The Fractal Nature of Perception
The video also posits that the structure of our perception of ourselves is fractal in nature. The subjective and objective perspectives in philosophy are correlated with the subjective mind and the objective brain. The interaction between these perspectives creates a “strange loop” that is self-consciousness. This fractal structure exists within the subjective perspective, and the “super subjective” exists within it, making the entire structure a recursive loop of understanding (an idea that could potentially redefine our understanding of self).

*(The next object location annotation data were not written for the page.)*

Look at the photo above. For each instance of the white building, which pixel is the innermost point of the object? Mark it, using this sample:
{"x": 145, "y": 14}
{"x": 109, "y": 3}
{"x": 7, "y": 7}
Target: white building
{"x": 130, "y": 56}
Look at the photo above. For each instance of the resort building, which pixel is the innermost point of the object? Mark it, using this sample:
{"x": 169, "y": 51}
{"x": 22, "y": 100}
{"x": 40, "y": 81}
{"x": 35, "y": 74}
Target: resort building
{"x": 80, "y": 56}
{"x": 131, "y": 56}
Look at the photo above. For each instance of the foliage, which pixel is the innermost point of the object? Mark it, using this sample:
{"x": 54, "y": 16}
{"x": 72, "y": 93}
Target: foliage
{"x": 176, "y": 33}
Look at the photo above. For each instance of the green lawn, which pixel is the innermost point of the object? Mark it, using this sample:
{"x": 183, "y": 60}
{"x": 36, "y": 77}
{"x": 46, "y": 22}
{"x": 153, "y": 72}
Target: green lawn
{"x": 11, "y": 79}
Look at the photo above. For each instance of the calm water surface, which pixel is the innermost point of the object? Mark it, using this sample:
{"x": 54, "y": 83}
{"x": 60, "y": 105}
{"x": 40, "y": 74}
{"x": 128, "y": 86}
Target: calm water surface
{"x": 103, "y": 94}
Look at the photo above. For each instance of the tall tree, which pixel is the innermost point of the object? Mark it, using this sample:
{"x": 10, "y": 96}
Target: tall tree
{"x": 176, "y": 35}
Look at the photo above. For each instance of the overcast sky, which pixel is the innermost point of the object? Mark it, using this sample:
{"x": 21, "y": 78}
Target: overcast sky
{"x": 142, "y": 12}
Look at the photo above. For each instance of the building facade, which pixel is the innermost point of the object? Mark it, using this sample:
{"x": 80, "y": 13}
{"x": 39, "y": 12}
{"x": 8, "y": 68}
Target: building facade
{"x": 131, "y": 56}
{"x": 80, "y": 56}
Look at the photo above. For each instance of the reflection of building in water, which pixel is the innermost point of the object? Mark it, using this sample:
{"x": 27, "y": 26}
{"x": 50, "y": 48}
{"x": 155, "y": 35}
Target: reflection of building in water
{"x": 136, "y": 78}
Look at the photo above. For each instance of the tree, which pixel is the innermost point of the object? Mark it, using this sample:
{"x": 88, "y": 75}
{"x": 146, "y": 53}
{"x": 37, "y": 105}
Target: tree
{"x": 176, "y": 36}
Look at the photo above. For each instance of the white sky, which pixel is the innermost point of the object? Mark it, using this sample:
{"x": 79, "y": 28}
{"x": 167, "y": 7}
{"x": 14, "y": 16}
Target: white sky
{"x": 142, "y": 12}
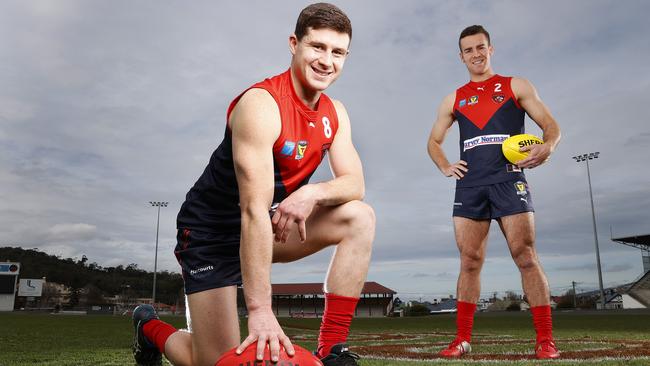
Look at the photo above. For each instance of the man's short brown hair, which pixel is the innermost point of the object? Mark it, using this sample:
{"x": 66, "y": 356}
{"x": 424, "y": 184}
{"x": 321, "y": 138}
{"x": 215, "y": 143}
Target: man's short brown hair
{"x": 472, "y": 30}
{"x": 322, "y": 15}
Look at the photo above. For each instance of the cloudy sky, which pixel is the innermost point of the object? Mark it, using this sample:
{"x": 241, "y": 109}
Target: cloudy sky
{"x": 106, "y": 105}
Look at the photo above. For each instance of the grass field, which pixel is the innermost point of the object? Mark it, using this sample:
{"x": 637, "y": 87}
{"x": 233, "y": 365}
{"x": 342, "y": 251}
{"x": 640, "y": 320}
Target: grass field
{"x": 610, "y": 338}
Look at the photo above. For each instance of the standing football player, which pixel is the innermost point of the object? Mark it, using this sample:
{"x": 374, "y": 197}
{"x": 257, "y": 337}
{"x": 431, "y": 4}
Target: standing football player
{"x": 490, "y": 108}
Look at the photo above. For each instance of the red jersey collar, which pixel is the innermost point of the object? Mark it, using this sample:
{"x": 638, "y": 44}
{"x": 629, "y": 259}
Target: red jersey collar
{"x": 479, "y": 83}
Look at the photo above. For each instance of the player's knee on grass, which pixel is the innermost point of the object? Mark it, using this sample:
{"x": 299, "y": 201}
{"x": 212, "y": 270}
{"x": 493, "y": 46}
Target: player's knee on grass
{"x": 471, "y": 260}
{"x": 526, "y": 258}
{"x": 359, "y": 218}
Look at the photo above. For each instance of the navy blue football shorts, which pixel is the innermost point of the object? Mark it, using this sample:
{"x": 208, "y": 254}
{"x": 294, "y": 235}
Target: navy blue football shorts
{"x": 493, "y": 201}
{"x": 208, "y": 260}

The Evolutionary Path of Understanding
Davies argues that the structure of the quadrant diagram represents the paths through which evolution most easily flows. Each quadrant is true in its specific domain, and our understanding evolves as the subjective and objective perspectives divide and evolve in parallel. Paradox, according to him, is the nature of self-consciousness, and the unfolding of duality in our experience is the process through which paradox realizes itself.
The Unity of All Things
Benjamin concludes with the notion that all things are a representation of our current understanding of ourselves. It suggests that the existence of our own self-consciousness is the one thing we cannot doubt, and therefore, we cannot doubt the validity of the subjective perspective. This leads to the idea that all is the self, and everything we experience is a representation of our current understanding of ourselves.
The video by Benjamin Davies offers a compelling framework for understanding the complexities of human perception, philosophy, and reality. It challenges traditional notions of truth and logic, introduces a fractal structure of perception, and suggests an evolutionary path of understanding, all while emphasizing the unity of all things.